Defendant first argues that he was deprived of the benefit of his plea bargain because the prosecutor failed to make an affirmative recommendation of probation on the record prior to defendant’s being sentenced. We reject this contention. At defendant’s plea-taking proceeding, the prosecutor, on the record, indicated that he was recommending probation for defendant based upon defendant’s cooperation with the authorities. Further, *758just prior to sentencing, during an in-chambers discussion with the court, the prosecutor again recommended probation. We find this sufficient compliance with the plea-bargain requirement.

Next, defendant claims that he should have been allowed to withdraw his plea because the trial court refused to follow the prosecutor’s sentence recommendation. We agree. It is evident from the record that the trial court did inform defendant that it was not bound by the prosecution’s recommendation and that it would make an independent determination as to defendant’s sentence. This opinion is not meant to imply in any way that the trial court acted improperly. On the contrary, the trial court’s behavior was forthright and above reproach. Nevertheless, it is our belief that in many instances defendants, while hearing the judge’s words, believe that they are a mere recitation mandated by the rules governing guilty pleas, see GCR 1963, 785.7, and that the court really has no intention of departing from the sentencing recommendation. We, therefore, believe that the approach stated in People v Briggs, 94 Mich App 723, 726-727; 290 NW2d 66 (1980), should be taken when the trial court decides that it will not follow the sentence recommendation:

"[Principles of fairness dictate that the defendant be given an opportunity to withdraw his plea upon learning that the sentence recommendation, which played at least a partial role in his decision to forego trial and plead guilty, will not be followed. From the defendant’s viewpoint, the degree of perceived unfairness does not hinge on subtle distinctions concerning the precise nature of the judge’s conditional concurrence in the plea bargain. We, therefore, remand this matter to the *759circuit court, where the defendant will be given an opportunity to either affirm or withdraw his guilty plea.”1 (Footnotes omitted.)

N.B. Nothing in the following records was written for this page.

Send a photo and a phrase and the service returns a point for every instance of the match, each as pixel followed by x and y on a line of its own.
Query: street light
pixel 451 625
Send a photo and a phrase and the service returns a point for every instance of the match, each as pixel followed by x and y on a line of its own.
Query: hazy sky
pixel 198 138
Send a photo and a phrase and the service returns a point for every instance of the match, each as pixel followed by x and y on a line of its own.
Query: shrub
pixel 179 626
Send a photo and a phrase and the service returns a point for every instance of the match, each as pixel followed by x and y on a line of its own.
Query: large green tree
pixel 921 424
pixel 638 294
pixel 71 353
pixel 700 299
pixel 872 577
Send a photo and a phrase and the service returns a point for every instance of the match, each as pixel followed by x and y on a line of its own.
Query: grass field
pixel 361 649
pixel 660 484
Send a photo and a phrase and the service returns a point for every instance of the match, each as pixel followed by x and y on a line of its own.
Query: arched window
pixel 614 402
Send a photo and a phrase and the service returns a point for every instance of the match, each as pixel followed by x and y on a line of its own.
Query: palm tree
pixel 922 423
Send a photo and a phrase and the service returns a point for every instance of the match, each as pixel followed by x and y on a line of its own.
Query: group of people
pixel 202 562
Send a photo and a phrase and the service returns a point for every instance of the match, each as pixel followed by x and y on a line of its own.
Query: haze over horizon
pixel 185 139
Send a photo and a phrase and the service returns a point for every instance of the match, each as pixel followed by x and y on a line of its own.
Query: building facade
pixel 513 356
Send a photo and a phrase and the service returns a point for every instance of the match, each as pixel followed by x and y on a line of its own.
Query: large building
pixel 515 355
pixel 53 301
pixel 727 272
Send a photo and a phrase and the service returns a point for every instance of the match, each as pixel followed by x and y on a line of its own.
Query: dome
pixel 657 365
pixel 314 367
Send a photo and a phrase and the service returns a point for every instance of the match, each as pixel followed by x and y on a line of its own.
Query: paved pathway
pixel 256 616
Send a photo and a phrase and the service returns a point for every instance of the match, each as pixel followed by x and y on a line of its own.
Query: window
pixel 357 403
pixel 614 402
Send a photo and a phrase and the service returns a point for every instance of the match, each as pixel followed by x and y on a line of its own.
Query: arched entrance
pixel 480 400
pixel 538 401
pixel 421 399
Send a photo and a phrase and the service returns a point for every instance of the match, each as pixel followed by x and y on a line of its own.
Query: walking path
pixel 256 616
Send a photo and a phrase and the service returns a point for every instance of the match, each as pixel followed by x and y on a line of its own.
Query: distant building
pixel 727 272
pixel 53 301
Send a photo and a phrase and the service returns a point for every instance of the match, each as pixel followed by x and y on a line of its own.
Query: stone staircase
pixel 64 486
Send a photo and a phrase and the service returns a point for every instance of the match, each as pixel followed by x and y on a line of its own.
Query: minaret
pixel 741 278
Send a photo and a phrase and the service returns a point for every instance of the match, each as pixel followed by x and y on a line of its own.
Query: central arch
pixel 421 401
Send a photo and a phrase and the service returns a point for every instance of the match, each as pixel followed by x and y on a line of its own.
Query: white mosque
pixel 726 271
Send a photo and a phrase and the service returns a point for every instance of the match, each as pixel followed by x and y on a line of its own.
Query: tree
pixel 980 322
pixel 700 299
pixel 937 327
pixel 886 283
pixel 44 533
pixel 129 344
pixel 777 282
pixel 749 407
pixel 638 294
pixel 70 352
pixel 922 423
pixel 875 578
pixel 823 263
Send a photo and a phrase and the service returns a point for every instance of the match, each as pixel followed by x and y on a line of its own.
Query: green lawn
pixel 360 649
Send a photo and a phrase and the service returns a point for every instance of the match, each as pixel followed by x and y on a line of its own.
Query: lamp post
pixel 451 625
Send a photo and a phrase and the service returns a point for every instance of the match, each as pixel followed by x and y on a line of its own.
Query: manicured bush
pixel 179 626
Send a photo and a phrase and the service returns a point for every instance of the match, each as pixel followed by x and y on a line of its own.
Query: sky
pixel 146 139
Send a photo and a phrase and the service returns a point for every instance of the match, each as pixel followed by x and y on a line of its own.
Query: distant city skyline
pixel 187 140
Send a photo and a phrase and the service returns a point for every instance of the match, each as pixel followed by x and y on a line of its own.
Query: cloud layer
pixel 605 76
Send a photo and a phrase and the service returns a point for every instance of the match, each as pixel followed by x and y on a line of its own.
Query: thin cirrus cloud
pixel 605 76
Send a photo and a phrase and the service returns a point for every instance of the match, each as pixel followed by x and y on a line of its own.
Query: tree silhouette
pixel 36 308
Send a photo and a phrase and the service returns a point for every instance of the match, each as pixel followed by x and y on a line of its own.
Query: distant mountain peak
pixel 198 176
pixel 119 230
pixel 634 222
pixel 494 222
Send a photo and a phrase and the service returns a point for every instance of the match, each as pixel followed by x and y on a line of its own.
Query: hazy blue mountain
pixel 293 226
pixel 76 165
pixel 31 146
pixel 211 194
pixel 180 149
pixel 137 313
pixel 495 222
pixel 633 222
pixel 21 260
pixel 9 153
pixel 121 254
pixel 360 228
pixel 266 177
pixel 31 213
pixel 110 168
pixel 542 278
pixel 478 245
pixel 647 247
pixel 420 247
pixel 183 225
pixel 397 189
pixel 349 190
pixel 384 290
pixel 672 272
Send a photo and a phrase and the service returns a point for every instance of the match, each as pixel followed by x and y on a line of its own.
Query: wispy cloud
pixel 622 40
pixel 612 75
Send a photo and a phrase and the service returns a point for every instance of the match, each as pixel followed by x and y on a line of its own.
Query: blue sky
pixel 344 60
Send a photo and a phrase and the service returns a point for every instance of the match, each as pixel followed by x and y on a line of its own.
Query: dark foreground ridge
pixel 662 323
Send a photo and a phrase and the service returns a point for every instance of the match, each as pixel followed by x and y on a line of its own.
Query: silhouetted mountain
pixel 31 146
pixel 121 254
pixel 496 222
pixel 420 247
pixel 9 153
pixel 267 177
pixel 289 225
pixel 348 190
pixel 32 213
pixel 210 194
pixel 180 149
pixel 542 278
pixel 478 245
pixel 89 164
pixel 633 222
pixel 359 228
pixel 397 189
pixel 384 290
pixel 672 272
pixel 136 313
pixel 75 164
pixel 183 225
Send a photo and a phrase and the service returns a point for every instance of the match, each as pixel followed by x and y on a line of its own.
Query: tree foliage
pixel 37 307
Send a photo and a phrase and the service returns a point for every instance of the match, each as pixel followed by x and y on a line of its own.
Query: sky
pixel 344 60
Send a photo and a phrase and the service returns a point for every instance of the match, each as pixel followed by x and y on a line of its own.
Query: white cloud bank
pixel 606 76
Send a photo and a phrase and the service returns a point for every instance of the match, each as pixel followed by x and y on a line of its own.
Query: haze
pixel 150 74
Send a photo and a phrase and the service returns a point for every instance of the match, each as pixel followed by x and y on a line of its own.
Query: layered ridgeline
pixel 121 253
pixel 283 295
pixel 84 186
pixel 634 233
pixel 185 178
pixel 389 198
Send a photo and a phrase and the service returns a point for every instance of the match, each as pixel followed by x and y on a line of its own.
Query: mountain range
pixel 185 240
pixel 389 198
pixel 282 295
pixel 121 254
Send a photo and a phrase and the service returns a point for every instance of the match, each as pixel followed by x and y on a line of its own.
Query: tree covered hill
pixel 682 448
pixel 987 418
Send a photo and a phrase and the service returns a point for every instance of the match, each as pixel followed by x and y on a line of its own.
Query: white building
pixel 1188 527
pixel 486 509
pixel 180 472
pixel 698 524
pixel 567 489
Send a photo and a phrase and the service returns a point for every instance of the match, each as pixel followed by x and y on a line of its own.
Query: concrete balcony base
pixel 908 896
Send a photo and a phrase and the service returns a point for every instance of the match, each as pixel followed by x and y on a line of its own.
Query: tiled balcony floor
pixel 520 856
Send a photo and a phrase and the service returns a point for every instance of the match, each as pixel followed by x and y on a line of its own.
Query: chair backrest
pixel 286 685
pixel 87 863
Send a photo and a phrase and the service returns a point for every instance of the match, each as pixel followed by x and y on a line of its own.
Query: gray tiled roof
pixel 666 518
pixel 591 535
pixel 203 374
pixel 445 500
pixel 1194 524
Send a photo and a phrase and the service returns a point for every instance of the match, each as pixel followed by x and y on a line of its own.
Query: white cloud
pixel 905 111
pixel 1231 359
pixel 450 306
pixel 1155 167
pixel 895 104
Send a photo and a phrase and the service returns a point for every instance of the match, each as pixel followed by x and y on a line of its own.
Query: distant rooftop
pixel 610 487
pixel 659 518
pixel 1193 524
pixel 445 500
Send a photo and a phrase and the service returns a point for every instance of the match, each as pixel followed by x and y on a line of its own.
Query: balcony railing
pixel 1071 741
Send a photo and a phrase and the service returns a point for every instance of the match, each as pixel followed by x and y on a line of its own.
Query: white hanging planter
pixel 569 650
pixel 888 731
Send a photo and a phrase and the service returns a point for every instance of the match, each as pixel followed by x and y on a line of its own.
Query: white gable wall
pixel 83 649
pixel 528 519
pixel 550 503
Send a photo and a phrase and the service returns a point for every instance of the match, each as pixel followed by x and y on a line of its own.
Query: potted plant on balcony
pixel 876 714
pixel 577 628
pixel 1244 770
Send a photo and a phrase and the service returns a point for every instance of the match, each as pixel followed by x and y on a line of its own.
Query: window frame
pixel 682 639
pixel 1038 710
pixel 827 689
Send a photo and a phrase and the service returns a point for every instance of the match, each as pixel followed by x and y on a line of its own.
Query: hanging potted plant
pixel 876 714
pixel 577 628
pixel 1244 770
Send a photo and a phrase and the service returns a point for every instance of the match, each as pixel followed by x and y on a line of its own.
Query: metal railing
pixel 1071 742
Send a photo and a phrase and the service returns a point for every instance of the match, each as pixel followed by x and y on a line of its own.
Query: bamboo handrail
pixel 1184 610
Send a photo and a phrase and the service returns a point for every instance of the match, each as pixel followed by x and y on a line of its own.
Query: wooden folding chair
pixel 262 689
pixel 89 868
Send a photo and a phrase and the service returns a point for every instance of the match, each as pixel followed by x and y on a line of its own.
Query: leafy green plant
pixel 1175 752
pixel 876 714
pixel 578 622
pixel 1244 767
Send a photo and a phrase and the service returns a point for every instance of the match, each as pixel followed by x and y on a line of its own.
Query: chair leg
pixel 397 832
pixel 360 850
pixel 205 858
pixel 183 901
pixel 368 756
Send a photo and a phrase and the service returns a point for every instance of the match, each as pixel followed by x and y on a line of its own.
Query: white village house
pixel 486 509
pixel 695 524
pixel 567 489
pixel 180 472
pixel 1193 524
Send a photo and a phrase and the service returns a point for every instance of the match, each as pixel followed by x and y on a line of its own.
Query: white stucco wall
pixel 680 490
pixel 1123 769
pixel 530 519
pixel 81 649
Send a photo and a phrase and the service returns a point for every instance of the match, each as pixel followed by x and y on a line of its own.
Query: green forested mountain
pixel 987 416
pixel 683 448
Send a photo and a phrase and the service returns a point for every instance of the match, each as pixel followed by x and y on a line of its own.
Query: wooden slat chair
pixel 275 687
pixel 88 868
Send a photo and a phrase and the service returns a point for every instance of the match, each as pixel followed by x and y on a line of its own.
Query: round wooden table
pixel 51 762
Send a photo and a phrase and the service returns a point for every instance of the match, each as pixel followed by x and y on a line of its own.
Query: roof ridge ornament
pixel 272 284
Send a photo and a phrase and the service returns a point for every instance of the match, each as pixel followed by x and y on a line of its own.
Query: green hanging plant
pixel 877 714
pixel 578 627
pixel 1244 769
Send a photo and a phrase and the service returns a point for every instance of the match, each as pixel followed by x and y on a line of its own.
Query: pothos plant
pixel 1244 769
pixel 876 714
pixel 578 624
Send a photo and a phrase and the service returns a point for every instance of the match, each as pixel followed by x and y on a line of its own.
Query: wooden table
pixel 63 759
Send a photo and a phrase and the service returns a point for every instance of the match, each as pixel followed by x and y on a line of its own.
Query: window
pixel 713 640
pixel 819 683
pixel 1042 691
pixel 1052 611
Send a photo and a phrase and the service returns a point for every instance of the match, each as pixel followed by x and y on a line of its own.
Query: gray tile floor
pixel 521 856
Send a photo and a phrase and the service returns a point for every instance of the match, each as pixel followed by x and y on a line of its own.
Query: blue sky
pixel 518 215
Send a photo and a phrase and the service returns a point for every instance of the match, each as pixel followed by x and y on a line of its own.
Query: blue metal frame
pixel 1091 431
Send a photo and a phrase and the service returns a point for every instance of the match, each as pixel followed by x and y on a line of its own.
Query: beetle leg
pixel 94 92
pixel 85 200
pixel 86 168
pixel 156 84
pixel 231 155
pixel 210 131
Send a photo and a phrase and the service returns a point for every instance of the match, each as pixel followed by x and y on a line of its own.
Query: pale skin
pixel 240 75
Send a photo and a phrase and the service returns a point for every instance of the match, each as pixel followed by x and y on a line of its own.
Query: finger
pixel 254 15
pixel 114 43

Finally, defendant argues that the trial judge’s consideration of numerous uncharged and unproven crimes, which defendant involuntarily admitted committing, in imposing the maximum allowable sentence for larceny in a building constituted error requiring reversal. While it is true in general that a trial court, in imposing sentence, may consider other criminal activity for which no conviction resulted, provided the defendant has an opportunity for refutation, GCR 1963, 785.12, People v Moore, 70 Mich App 210, 213; 245 NW2d 569 (1976), each case must rest on its own merits.

In this case, defendant claims that the only reason he admitted to knowledge of and/or participation in approximately 100 larcenies and 20 B & E’s during the course of a polygraph examination was that he was assured by the officer administering the examination that those admissions were confidential and would not be made available to the sentencing judge. The officer who gave the examination did not recall making any assurances to that effect and stated that he would not have done so in any event.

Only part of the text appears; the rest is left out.